Francesco Lo Savio (1935 – 1963) e la sua ricerca sperimentale spazio –luminosa (documentata dallo stesso autore nel 1963 con la pubblicazione Spazio-luce) sono presentati nella mostra « Francesco Lo Savio – Filtri, Ferri, Progetti» presso lo spazio di BIBO’s Place a Todi e rivivono nella mostra parallela «In che senso Italiano? (ancora!)» con opere di autori contemporanei chiamati a confrontarsi con questo artista visionario, attivo sulla scena romana degli anni Cinquanta e scomparso prematuramente all’età di 28 anni. A proporre questo confronto sono Andrea Bizzarro e Matteo Boetti iniziatori dello spazio costituito nel 2013 per funzionare come ponte tra presente e passato. Il titolo della mostra, «In che senso Italiano? (ancora!)», richiama ad un progetto che Matteo Boetti aveva realizzato nella galleria Anna D’Ascanio nel biennio dal 1995 al 1997 «come progetto di indagine su un comun denominatore di italianità, un comune sentire di appartenenza alla gloriosa storia dell’arte nazionale» (Matteo Boetti).

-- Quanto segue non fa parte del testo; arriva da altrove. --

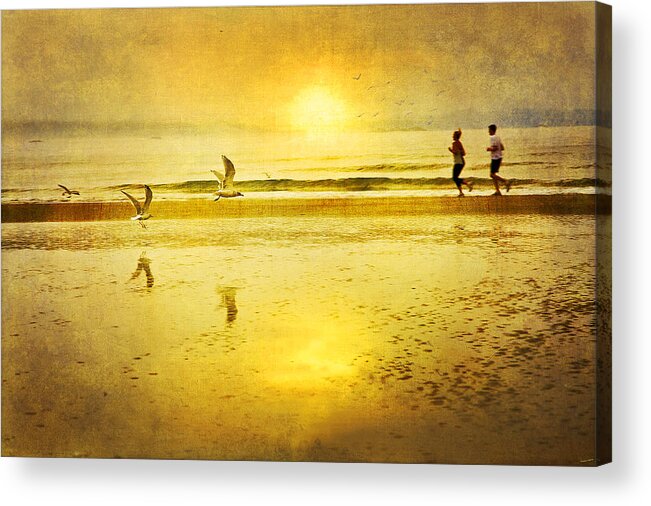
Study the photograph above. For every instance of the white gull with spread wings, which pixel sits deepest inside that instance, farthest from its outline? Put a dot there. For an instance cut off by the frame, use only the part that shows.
(142, 212)
(226, 189)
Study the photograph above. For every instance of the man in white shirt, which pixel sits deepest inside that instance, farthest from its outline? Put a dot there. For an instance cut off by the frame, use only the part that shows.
(496, 147)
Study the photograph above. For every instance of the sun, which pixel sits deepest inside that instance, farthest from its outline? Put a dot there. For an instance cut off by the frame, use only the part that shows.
(317, 109)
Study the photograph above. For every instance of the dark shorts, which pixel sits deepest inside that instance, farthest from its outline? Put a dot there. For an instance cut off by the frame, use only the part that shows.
(456, 172)
(495, 165)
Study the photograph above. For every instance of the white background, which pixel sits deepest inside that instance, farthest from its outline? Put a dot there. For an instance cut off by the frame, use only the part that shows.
(626, 481)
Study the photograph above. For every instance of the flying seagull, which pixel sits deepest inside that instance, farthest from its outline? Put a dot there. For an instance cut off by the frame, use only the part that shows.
(142, 212)
(226, 189)
(68, 193)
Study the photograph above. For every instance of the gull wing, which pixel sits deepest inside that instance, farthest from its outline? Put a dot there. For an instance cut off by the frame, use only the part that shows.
(135, 203)
(230, 172)
(148, 196)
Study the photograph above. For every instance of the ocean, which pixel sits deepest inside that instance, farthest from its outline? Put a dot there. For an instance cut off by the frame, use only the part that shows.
(176, 164)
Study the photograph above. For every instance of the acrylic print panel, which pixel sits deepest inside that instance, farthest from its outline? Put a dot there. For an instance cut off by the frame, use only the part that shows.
(328, 293)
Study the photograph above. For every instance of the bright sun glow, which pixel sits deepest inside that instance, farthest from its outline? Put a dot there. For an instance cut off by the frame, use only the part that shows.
(317, 109)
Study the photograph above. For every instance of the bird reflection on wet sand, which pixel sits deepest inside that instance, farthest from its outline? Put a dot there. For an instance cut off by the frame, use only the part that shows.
(143, 264)
(228, 301)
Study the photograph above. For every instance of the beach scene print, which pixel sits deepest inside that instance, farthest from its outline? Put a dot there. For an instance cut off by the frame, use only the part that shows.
(364, 233)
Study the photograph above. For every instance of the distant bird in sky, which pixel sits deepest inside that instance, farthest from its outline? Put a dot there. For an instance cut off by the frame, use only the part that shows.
(68, 193)
(226, 189)
(142, 212)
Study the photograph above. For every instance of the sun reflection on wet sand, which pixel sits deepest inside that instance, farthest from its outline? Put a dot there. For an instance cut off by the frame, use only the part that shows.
(384, 339)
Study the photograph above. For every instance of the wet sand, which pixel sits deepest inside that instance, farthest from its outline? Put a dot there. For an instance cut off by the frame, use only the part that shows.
(402, 338)
(356, 206)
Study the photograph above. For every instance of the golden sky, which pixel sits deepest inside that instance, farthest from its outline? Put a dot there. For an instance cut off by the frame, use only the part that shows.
(350, 67)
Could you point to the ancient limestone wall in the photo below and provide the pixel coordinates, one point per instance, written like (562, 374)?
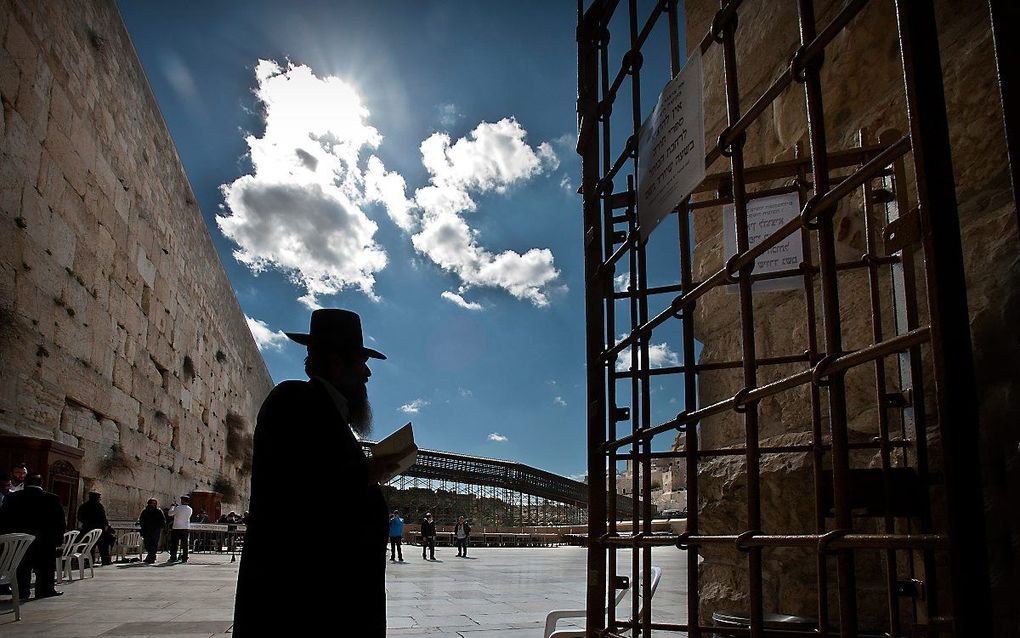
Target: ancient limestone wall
(119, 332)
(863, 89)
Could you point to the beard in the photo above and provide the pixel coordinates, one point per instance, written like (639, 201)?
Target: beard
(359, 408)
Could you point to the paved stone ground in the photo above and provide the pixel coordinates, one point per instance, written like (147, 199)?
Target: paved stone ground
(503, 592)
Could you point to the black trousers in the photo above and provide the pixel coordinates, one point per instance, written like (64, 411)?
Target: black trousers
(40, 559)
(179, 538)
(151, 545)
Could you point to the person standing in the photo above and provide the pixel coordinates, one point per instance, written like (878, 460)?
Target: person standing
(396, 535)
(461, 533)
(31, 510)
(92, 516)
(152, 522)
(18, 473)
(181, 516)
(319, 422)
(4, 486)
(428, 536)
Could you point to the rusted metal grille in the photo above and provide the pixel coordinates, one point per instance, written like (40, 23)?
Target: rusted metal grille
(919, 352)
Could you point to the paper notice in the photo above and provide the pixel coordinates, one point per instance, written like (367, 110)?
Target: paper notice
(671, 147)
(401, 445)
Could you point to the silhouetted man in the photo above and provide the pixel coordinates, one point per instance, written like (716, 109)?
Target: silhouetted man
(17, 475)
(4, 486)
(313, 423)
(396, 536)
(152, 522)
(181, 517)
(461, 532)
(92, 516)
(428, 536)
(31, 510)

Percezione, esperienza, ricerca della multidimensionalità attraverso la luce, oggi così importanti nelle moderne esperienze multimediali, in Lo Savio erano già centrali negli anni Cinquanta. Questo fa di lui un precursore delle moderne ricerche spaziali, proseguendo la lezione di Piet Mondrian e del Bauhaus, alimentato dall’interesse per la tecnica, per i materiali, per la risposta dello spazio alla luce, per la sua materializzazione nella percezione di chi lo vive. Vibrazione cromatica, relazione tra superficie e ambiente incidenza di più superfici sono al centro della sua serie di opere: Spazi-luce, Metalli, Filtri e Articolazioni totali.
Il lavoro di Lo Savio, in mostra rappresentato dalle opere Visione Prospettica leggermente afrontale di progettazione per un metallo monocromatico (1960), Copia per processo luminoso di filtro monocromatico bianco (1961) e la litografia Spazioluce (1960) ha guidato così l’ispirazione e dato energia ai giovani artisti, selezionati tra le figure più sperimentali del nostro contemporaneo: Silvia Giambrone, Chiara Mu, Matteo Nasini, Leonardo Petrucci, Luana Perilli, Alessandro Pingiamore Mariagrazia Pontorno, tutti chiamati a produrre o presentare lavori che prendessero forma da un aspetto losaviano. Le sculture biomorfe soffiate nel vetro unite a differenti profumi taroccati di Alessandro Pingiamore aprono il sipario sul negativo dell’immagine così come la vibrazione e la luminosità dei suoi quadri realizzati con cera liquida accendono i riflettori sull’aspetto di casualità.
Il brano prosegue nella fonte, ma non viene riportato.